Para todos, Jacques Villeret permanece acima de tudo o François Pignon de Le Dîner de cons ao lado de um Thierry Lhermitte atordoado por tantos erros, mas também houve muitos outros papéis de culto! Não o esquecemos nem como o marechal cantor Ludwig Von Apfelstrudel em Papy fait de la Resistance, nem como o amigo lutador de Gérard Lanvin em Les Frères Pétard.
Mas você conhece seu primeiro papel?
Você o reconheceu?
Distribuidora de filmes francesa
Sim, é Jacques Villeret em seu primeiro papel no cinema! Aos 22 anos, o homem que então ocupava um pequeno papel no teatro francês foi contratado para atuar na RAS para interpretar o soldado Girot. Villeret não é o único desconhecido a estrear no filme, pois é também a primeira aparição de Jean-François Balmer (num papel inicialmente previsto para Gérard Depardieu).

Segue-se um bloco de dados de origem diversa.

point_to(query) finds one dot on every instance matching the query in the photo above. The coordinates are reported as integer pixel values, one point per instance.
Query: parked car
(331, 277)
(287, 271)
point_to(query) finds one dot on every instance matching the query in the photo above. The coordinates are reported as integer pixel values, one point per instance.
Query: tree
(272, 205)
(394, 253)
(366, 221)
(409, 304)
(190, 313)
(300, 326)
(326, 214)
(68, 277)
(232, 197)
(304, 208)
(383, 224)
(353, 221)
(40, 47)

RAS é dirigido por Yves Boisset, que fez um polêmico filme na época de seu lançamento (1973) sobre a Guerra da Argélia, que terminou há apenas dez anos. Boisset mira onde dói, baseando seu filme em fatos reais e comprovados, sem complacência. Também aborda o tema daqueles que resistem ao conflito, mas ainda assim são chamados a participar nele, e os problemas causados no local por esta situação.

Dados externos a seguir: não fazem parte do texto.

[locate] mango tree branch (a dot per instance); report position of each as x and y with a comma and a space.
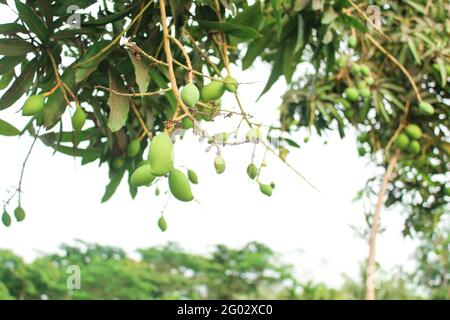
371, 266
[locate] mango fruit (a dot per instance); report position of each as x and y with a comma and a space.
19, 213
78, 119
414, 147
231, 84
265, 189
426, 108
190, 95
6, 219
402, 141
219, 164
133, 148
413, 131
161, 154
212, 91
352, 94
193, 178
252, 171
162, 224
179, 186
352, 41
34, 104
142, 176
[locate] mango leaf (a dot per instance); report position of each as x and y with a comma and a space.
238, 31
19, 86
7, 63
141, 73
7, 129
15, 47
118, 105
56, 104
33, 21
12, 28
113, 185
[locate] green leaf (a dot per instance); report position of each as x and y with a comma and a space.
12, 28
8, 63
7, 129
19, 86
33, 21
56, 104
238, 31
141, 73
15, 47
118, 105
113, 185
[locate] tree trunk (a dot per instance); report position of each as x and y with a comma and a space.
371, 263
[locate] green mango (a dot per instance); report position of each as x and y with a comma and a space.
352, 94
162, 224
142, 176
231, 84
19, 213
219, 164
426, 108
190, 95
252, 171
6, 219
79, 119
179, 186
161, 154
265, 189
212, 91
413, 131
133, 148
118, 163
352, 41
33, 105
414, 147
192, 176
402, 141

Villeret interpreta um personagem comovente, vulnerável (e um pouco ganancioso), confrontado com seus companheiros com a dureza do conflito.
RAS e depois?
CEDRIC PERRIN / BESTIMAGEM
Apesar deste papel notável, Jacques Villeret não conseguiu entrar no cinema depois da RAS. Foi graças ao seu show solo realizado no palco entre 1975 e 1983 que ele se tornou conhecido. Jacques Rozier o colocou no segundo papel ao lado de Pierre Richard em Les Naufragés de l’île de la Tortue (1976), Jean-François Stévenin deu-lhe o papel oposto em Le Passe montagne e Claude Lelouch o contratou com Charles Denner para Robert et Robert (1978), que rendeu a Villeret o César de Melhor Papel Coadjuvante.

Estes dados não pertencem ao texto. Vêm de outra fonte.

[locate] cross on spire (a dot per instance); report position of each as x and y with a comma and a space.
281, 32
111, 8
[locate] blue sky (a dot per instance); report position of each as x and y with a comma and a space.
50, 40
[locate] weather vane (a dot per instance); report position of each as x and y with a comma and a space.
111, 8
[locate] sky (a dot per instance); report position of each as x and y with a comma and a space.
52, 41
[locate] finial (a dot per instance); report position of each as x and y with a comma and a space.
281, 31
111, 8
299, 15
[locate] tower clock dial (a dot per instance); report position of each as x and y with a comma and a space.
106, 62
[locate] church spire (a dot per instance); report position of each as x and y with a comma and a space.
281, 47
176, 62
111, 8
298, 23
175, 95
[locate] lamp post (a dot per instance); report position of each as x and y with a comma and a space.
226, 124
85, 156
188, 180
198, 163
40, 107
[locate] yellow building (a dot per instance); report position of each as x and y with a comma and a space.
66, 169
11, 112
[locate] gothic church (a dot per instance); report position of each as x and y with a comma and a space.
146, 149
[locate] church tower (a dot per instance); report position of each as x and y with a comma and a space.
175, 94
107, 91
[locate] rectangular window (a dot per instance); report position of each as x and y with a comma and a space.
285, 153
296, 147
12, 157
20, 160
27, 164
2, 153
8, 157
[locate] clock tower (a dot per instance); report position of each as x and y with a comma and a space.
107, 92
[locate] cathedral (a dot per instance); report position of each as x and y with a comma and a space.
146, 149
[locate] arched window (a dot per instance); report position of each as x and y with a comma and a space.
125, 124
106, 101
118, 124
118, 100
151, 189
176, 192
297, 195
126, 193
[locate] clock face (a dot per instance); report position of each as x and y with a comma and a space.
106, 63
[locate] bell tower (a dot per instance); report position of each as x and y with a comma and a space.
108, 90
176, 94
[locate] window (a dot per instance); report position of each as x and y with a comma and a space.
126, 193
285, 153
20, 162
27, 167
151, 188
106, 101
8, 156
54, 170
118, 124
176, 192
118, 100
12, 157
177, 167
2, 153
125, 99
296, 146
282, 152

Sua carreira decolou no ano seguinte com duas atrações principais em Bête, mais disciplinadas por Claude Zidi e Rien ne va mais por Jean-Michel Ribes. Sopa de repolho (1981) então Vovô resiste (1983) acabará estabelecendo-o como um ator cômico a ser respeitado.
Ele também se mostrou à vontade em papéis mais dramáticos como Frightful Gardens (2003) ou Vipère au fist (2004) e ganhou o César de Melhor Ator por sua notável interpretação de François Pignon em O jantar dos idiotas por Francis Veber.